Question

In: Economics

In 1992, American Airlines (AA), the market share leader in the airline industry, announced a new...

In 1992, American Airlines (AA), the market share leader in the airline industry, announced a new pricing strategy—Value Pricing. AA narrowed the number of possible fares from 500,000 to 70,000 by classifying each into one of four classes (first class, coach, 7-day advance purchase, and 21-day advance purchase). It also began pricing based on flight length. According to AA, the purpose of Value Pricing was to create “simplicity, equity, and value” in its prices. AA believed that Value Pricing would address customer complaints, stimulate demand by lowering prices, increase market share, and reduce costs by increasing load factors.

Based on the above situation:

Analyze the key economic issues in the case.

Recommend three different business solutions to each case using managerial economic models and methods.
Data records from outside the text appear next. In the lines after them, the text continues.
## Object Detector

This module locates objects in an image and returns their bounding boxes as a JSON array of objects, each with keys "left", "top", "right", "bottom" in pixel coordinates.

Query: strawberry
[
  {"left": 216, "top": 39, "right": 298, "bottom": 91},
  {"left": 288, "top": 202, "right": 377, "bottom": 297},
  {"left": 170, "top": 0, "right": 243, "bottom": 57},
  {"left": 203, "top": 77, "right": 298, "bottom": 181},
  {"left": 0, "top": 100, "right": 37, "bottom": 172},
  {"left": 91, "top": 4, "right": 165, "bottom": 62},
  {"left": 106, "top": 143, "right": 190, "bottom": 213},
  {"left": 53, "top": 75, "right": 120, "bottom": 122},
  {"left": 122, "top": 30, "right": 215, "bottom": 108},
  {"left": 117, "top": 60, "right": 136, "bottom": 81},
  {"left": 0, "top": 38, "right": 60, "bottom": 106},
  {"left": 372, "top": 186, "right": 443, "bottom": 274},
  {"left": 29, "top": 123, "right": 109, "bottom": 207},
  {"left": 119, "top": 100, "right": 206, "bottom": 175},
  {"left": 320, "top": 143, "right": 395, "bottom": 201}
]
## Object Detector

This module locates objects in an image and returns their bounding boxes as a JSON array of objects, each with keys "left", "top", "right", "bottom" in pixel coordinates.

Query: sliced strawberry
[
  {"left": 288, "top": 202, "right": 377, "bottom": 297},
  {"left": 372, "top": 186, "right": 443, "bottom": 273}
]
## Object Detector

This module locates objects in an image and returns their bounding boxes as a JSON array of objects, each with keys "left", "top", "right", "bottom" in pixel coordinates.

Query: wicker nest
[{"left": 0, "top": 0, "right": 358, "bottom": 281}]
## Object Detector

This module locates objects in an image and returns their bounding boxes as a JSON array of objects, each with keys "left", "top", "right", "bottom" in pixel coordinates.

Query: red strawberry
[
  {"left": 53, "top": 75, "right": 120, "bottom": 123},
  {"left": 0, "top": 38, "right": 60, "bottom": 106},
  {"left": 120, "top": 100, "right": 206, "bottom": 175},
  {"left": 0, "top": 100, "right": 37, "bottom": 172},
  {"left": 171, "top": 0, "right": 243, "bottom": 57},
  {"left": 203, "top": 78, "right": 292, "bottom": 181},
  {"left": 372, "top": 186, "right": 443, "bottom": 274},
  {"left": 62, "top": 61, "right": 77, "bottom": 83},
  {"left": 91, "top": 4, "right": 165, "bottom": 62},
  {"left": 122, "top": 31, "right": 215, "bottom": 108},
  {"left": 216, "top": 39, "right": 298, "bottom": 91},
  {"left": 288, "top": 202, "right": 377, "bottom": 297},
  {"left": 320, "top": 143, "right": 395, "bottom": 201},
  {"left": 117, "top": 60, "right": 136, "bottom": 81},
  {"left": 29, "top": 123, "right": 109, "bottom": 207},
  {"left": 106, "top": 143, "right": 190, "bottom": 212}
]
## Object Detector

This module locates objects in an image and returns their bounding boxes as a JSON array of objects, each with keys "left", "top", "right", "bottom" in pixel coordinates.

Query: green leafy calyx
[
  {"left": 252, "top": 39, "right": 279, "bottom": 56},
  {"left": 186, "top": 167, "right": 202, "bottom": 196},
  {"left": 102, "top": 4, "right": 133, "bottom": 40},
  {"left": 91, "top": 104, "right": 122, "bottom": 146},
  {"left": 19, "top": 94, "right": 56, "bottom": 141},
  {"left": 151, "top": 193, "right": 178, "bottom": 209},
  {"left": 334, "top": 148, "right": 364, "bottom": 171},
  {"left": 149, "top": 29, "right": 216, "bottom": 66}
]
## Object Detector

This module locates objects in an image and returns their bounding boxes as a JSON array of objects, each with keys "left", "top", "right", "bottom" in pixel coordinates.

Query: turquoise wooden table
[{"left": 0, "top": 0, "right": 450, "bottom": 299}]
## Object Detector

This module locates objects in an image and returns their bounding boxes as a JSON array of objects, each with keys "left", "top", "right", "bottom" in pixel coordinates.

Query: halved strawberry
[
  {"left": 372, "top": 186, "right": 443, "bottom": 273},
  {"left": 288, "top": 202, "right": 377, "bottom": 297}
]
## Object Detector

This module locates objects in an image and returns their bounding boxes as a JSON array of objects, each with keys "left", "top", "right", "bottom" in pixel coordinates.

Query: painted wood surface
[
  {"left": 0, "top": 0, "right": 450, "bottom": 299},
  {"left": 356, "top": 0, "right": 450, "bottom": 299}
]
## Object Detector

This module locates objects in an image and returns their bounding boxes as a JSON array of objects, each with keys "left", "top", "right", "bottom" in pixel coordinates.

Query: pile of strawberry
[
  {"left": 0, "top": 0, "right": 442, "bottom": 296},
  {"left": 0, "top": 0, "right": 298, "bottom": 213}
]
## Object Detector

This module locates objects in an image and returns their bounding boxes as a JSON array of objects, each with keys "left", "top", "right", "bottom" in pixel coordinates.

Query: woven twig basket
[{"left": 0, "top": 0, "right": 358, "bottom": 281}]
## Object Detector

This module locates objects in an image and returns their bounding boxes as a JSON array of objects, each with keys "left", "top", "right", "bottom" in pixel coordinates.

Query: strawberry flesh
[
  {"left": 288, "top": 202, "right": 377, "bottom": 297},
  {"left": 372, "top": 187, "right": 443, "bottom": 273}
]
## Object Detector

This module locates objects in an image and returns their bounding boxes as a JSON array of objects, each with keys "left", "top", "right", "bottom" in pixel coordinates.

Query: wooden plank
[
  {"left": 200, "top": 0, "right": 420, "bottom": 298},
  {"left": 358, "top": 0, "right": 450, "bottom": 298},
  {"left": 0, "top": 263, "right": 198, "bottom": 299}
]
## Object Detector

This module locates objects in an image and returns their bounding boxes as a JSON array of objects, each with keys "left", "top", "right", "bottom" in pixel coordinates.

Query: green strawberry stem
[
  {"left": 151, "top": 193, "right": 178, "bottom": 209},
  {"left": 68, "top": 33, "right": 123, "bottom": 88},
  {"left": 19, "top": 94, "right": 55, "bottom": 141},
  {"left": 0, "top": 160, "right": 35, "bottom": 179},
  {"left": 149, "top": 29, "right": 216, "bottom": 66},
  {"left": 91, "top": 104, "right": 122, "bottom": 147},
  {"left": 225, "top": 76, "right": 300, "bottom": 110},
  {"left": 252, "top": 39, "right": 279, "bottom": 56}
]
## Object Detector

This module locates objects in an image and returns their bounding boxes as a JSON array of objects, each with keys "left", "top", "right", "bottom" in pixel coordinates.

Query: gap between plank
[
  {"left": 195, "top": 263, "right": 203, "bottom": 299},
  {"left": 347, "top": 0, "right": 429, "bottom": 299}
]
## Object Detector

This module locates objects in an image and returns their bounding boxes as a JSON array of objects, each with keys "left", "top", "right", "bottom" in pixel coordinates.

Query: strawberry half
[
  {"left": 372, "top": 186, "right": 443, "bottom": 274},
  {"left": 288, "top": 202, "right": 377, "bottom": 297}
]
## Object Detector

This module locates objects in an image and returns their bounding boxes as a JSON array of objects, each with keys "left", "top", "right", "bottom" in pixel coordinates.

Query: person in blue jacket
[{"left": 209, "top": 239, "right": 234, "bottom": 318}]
Justify the role of managerial economics by identifying the metrics you would use to assess the success of your decisions.

Solutions

Expert Solution

The term Value Pricing is based on the customer's perception of valuation for reaping benefits from the products and services. A company carrying out the process, tries to focus more on its customer's reviews for pricing a product.

In the above case American Airlines is doing value- pricing of its different services. The major key economic issues mentioned are :-

i) Demand - Inorder to increase the demand of its aviation services, American Airlines decided to carry out value pricing. It classified its fares according to the class of service chosen by the customers. This reduced the fares of lower class and thus, increased the demand.
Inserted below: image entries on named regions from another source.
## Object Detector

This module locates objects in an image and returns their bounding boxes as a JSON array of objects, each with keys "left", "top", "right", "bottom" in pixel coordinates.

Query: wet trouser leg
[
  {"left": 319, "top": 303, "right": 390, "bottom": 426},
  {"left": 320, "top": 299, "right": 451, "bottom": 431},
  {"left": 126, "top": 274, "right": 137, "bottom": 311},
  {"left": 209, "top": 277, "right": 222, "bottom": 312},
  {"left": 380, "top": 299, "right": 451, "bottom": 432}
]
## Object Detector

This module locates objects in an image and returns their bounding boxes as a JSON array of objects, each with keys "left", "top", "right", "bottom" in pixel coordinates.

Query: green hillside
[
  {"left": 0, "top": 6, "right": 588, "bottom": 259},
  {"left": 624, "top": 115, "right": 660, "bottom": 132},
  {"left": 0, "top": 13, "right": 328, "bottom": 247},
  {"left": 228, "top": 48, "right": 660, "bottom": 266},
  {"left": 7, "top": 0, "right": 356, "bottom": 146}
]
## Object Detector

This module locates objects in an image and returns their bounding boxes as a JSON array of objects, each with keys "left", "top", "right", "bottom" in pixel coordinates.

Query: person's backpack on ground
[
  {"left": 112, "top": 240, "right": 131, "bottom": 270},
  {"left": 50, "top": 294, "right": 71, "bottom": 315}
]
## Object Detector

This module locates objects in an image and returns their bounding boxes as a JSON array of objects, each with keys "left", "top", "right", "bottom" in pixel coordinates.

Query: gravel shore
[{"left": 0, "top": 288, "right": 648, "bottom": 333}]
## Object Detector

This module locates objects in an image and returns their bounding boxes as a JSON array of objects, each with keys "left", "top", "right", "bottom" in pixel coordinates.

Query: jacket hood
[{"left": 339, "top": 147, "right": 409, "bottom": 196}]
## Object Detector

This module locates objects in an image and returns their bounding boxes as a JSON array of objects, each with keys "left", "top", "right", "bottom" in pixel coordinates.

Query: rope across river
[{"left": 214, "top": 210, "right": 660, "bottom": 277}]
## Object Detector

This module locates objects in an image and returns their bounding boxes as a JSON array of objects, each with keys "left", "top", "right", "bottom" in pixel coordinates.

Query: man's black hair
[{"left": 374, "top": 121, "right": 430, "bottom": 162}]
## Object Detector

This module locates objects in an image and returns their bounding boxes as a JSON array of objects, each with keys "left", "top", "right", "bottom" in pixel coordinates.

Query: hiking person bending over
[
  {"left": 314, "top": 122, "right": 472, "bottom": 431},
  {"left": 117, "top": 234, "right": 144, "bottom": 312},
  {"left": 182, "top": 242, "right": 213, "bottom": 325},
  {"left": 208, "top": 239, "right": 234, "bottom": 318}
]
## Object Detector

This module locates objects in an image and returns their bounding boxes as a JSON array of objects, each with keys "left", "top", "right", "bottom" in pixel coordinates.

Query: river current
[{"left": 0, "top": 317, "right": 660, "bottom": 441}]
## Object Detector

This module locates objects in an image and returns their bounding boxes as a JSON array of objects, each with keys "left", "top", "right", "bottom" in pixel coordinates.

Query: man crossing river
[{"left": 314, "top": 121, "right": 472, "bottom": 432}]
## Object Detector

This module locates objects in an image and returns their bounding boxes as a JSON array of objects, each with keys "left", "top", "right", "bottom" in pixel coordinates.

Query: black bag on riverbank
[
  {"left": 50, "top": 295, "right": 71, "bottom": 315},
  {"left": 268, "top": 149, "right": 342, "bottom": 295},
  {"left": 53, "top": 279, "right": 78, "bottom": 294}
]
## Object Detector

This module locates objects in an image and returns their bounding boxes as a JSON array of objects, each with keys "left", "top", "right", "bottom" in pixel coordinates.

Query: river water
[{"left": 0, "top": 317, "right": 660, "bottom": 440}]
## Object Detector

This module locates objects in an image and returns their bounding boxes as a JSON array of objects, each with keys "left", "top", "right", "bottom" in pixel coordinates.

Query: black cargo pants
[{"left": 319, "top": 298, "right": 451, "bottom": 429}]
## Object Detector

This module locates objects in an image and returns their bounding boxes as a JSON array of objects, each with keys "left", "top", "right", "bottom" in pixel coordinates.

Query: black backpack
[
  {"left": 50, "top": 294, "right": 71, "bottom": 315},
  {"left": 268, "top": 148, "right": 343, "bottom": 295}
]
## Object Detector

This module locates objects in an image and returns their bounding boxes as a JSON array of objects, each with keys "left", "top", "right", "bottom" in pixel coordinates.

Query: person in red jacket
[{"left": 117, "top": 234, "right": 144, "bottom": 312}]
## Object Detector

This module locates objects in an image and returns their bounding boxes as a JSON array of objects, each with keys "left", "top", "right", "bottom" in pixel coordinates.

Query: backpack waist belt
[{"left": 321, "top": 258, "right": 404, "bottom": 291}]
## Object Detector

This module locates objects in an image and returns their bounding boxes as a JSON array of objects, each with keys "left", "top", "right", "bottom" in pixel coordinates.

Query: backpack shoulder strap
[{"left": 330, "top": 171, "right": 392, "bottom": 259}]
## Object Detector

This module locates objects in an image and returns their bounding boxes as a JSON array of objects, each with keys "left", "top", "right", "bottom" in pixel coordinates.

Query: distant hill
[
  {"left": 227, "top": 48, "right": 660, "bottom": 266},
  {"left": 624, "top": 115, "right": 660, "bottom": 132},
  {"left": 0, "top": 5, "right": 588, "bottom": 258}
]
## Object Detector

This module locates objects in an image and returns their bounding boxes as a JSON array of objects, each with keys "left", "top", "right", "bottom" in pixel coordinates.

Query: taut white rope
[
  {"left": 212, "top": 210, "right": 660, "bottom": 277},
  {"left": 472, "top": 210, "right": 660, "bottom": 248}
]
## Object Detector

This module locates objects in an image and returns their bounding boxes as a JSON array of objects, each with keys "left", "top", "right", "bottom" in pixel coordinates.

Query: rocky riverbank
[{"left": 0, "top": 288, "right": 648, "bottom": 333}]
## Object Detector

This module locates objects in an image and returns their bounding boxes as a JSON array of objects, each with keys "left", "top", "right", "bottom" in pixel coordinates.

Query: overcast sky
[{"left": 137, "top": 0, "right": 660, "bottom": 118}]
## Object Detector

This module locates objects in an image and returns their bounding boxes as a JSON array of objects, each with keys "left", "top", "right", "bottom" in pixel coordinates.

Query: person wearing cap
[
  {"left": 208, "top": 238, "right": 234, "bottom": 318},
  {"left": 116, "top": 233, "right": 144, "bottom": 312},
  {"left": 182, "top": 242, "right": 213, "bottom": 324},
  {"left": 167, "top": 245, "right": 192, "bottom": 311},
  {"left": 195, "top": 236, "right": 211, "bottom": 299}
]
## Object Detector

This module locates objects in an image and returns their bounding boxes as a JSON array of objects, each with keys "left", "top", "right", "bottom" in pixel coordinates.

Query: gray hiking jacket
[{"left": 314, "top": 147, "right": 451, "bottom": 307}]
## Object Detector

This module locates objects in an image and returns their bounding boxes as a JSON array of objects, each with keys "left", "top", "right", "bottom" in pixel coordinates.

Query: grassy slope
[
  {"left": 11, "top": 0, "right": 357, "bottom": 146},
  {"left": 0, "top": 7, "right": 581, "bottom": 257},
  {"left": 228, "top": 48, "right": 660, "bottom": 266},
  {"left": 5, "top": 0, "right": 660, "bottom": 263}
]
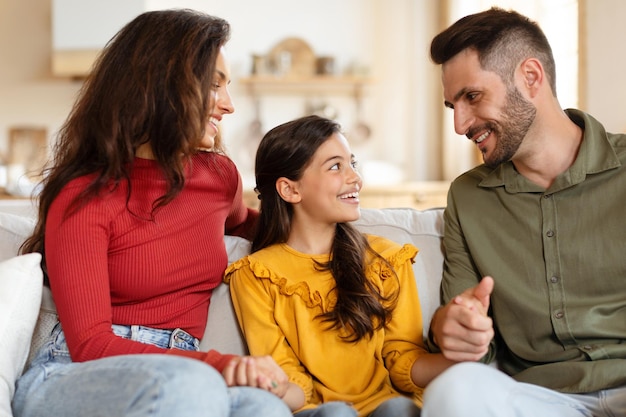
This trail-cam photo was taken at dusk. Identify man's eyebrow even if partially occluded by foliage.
[443,87,469,109]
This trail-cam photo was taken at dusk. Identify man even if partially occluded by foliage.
[423,8,626,417]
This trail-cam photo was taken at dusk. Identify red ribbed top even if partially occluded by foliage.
[45,153,257,370]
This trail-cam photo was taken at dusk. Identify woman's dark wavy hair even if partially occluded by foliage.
[252,116,397,342]
[21,10,230,258]
[430,7,556,96]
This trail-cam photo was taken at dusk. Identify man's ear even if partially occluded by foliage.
[276,177,301,204]
[520,58,546,97]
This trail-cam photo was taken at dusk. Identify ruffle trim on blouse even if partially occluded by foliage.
[226,239,418,312]
[365,243,418,280]
[229,257,324,309]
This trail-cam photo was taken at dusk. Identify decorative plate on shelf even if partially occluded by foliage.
[268,38,315,77]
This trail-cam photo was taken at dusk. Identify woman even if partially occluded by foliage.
[226,116,450,417]
[13,10,289,417]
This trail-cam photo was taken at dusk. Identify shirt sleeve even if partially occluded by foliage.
[225,257,313,403]
[436,187,496,362]
[372,244,427,393]
[45,187,232,371]
[225,165,259,240]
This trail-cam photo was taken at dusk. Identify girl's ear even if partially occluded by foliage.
[276,177,301,204]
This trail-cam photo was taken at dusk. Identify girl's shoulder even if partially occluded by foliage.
[365,234,419,268]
ii) Competition - To face-off the cut-throat competition in the market, American Airlines attracted its customers through new fare prices and providing better services to each segment.

iii) Cost Control - By taking the cost-effective measure to regulate fare prices on the basis of class of ticket and flight length. As pricing the same for all costed more to the company as well as the customers who chose lower class flight bookings or travelled on a shorter distance flight.
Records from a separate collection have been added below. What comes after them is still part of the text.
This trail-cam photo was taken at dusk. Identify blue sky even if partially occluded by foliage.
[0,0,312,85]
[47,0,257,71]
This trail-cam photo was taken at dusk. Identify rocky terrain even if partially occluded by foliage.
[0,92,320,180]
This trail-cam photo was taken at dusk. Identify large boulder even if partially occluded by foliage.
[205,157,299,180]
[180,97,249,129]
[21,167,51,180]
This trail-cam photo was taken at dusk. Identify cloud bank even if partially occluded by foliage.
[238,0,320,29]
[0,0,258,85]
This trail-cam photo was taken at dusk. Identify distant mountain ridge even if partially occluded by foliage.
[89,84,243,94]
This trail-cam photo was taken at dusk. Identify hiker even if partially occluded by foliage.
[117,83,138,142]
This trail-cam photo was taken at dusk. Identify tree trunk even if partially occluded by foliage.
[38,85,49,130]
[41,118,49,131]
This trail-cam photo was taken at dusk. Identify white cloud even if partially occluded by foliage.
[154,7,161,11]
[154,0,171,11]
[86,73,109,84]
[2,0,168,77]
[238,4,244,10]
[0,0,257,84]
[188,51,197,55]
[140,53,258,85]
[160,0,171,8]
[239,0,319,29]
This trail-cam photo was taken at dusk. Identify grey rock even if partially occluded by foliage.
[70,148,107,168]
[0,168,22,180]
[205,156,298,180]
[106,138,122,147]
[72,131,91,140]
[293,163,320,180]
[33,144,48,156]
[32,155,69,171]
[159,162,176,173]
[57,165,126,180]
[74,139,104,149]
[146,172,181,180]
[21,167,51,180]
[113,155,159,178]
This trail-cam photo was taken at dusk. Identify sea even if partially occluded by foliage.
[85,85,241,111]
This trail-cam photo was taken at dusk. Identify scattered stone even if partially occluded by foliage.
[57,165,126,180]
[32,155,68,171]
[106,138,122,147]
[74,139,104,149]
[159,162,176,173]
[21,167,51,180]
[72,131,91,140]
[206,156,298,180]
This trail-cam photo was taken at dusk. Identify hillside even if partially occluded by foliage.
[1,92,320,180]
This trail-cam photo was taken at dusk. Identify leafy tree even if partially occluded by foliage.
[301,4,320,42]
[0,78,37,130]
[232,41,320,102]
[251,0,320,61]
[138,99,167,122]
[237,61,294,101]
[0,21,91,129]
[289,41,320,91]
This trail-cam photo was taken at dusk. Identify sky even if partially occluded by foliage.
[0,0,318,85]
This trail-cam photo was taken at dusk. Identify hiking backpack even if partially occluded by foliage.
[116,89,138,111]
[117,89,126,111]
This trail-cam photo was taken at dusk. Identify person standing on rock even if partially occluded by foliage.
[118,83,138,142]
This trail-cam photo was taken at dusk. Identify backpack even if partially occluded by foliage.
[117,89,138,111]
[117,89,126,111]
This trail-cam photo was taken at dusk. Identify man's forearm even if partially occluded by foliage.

iv) Customer Satisfaction - The main purpose of any company must be customer satisfaction through providing best of its services and solving all of the customer complaints and grievances.

Thus, the approach of Value-Pricing by American Airlines will increase its market share in the aviation industry. By regulating its cost scenario and yielding more profits at the same time, it will acquire new customers as well with the existing one.

The narrowing of fares according to the classification of seats of the flight, it gave the customers a chance to select their preferred class according to their income capacity and purchasing power. It also helped the company to carry out its operations in a more cost effective and well organized manner.